Et que fait ce système financier dès qu’il a la tête hors de l’eau ? Il menace ces mêmes Etats de faillite s’ils ne remboursent pas leurs dettes !!! Mieux, ces Etats vont emprunter auprès du système financier des montants colossaux de plusieurs centaines de milliards de dollars ou d’euros, qu’ils vont déposer dans des fonds pour …. garantir leurs dettes et rassurer le système financier. On marche sur la tête !
c/ Le Big-bang des référents
Ceux de ma génération, ont été nourris d’une doxa selon laquelle le marché était la solution de tous nos problèmes : la fameuse main invisible que personne n’a jamais vu. Beaucoup d’entorses sont faîtes aux dogmes des théories libérales du marché parfait, beaucoup de verrous, de référents idéologiques ont sautés. En voici trois:
- La sanction du marché en cas de défaillance, ne s’applique pas à tous de la même manière : « too big to fail », ou « too risky to fail ». Plus vous êtes risqué pour la collectivité moins vous êtes exposé vous-même au risque de faillite !

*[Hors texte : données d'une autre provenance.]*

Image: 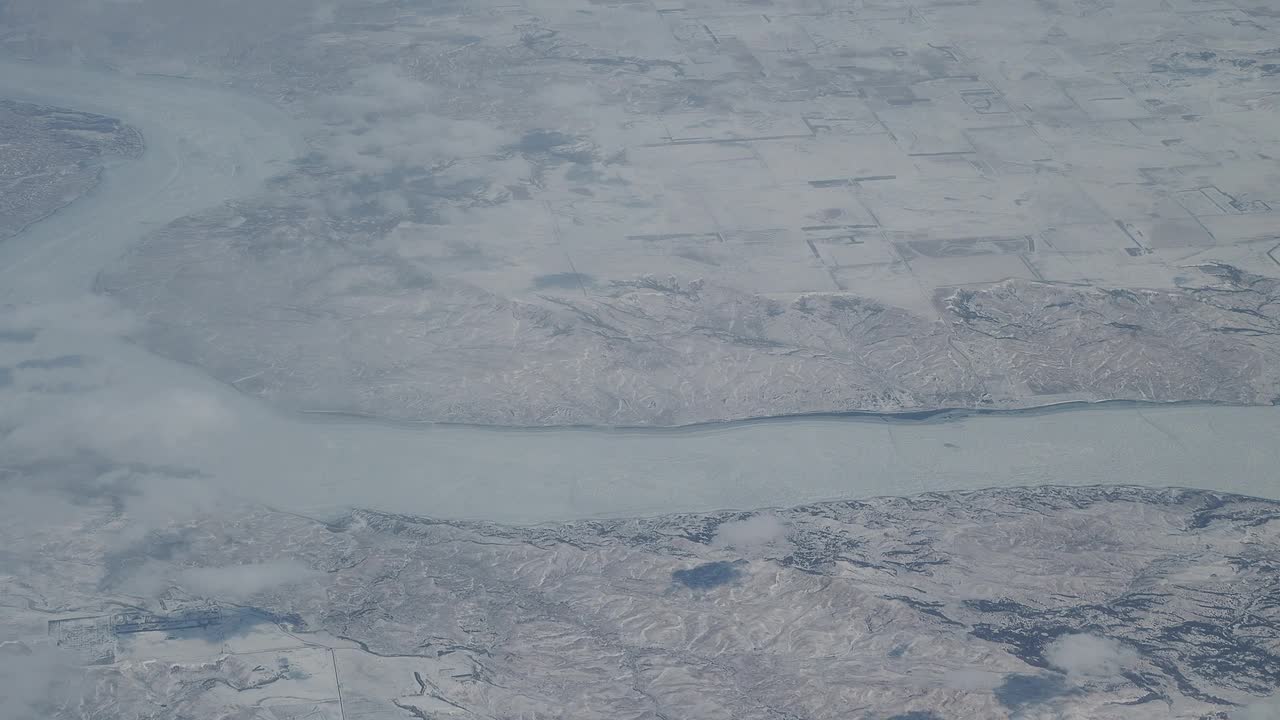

- L’Etat au secours du libéralisme. Crime de lèse majesté, on fait partout appel à l’Etat pour sauver entreprises industrielles et institutions bancaires. Outre le renflouement de nombreuse entreprises à coup de centaines de milliards, n’a-t-on pas vu au pays du libéralisme roi, les Etats Unis, le gouvernement nationalisé des entreprises (AIG, Freddie Mae…) On lui a même reproché d’avoir précipité la crise en 2008 en ne sauvant pas Lehman Brothers (dont les comptes étaient également frauduleux).
- La cohérence mise en défaut : si tout le monde applique la même médecine en cas de surendettement, c'est-à-dire des restrictions budgétaires qui cassent la dynamique de la croissance à court terme, à qui allons nous vendre notre production ?
3/Quelle conclusions pouvons nous rapidement en tirer ?
- Une crise unique. En définitive, les turbulences que nous avons vécu ces dernières années, ne constituent elles pas, des épisodes différents, d’une seule et même crise, avec des éruptions, des manifestations différentes, une hydre en quelque sorte. Nous sommes passés d’un excès d’endettement des ménages à un excès d’endettement des Etats. Sans remettre en cause l’ensemble des équilibres politico économiques de la planète, on peut en situer l’origine commune, en raison de l’absence d’un système effectif et opérationnel de détection avancé d’une part et d’autre part, plus fondamentalement, de l’absence au niveau mondial de systèmes de régulation, de correction et de surveillance.
- La nécessité d’une évolution, au niveau mondial, des moyens de traitements des crises de manière moins dogmatique et plus pragmatique, c'est-à-dire tenant compte du contexte et tourné vers l’avenir possible. Il semble que sous l’autorité de Mme Lagarde, que le FMI en prenne la direction. Je ne peux m’empêcher de vous citer des extraits de la dernière mise à jour du Rapport sur la Stabilité Financière Globale du FMI où on peut lire : « …une consolidation budgétaire trop rapide pourrait augmenter les risques. » et dans le dernier Fiscal Monitor du FMI : « …des baisses supplémentaires des déficits pourrait être non souhaitables », ou encore « …apporter un soutien adéquat à la croissance et à l’emploi ». Ces recommandations traduisent elles une évolution de l’intervention du FMI ? L’avenir nous le dira.
- Pour la Tunisie, qui a la ferme volonté de s’en sortir, ne peut-on pas réfléchir, qu’à l’instar du système pare-feu préconisé pour la zone euro, à établir un pare-feu visant à prémunir ce pays contre les conséquences d’une crise qui n’est pas la sienne mais dont il subit les conséquences, et dont les entrepreneurs que nous sommes croient fermement en son avenir. Votre présence nombreuse ici, mes chers collègues, en est un puissant témoignage.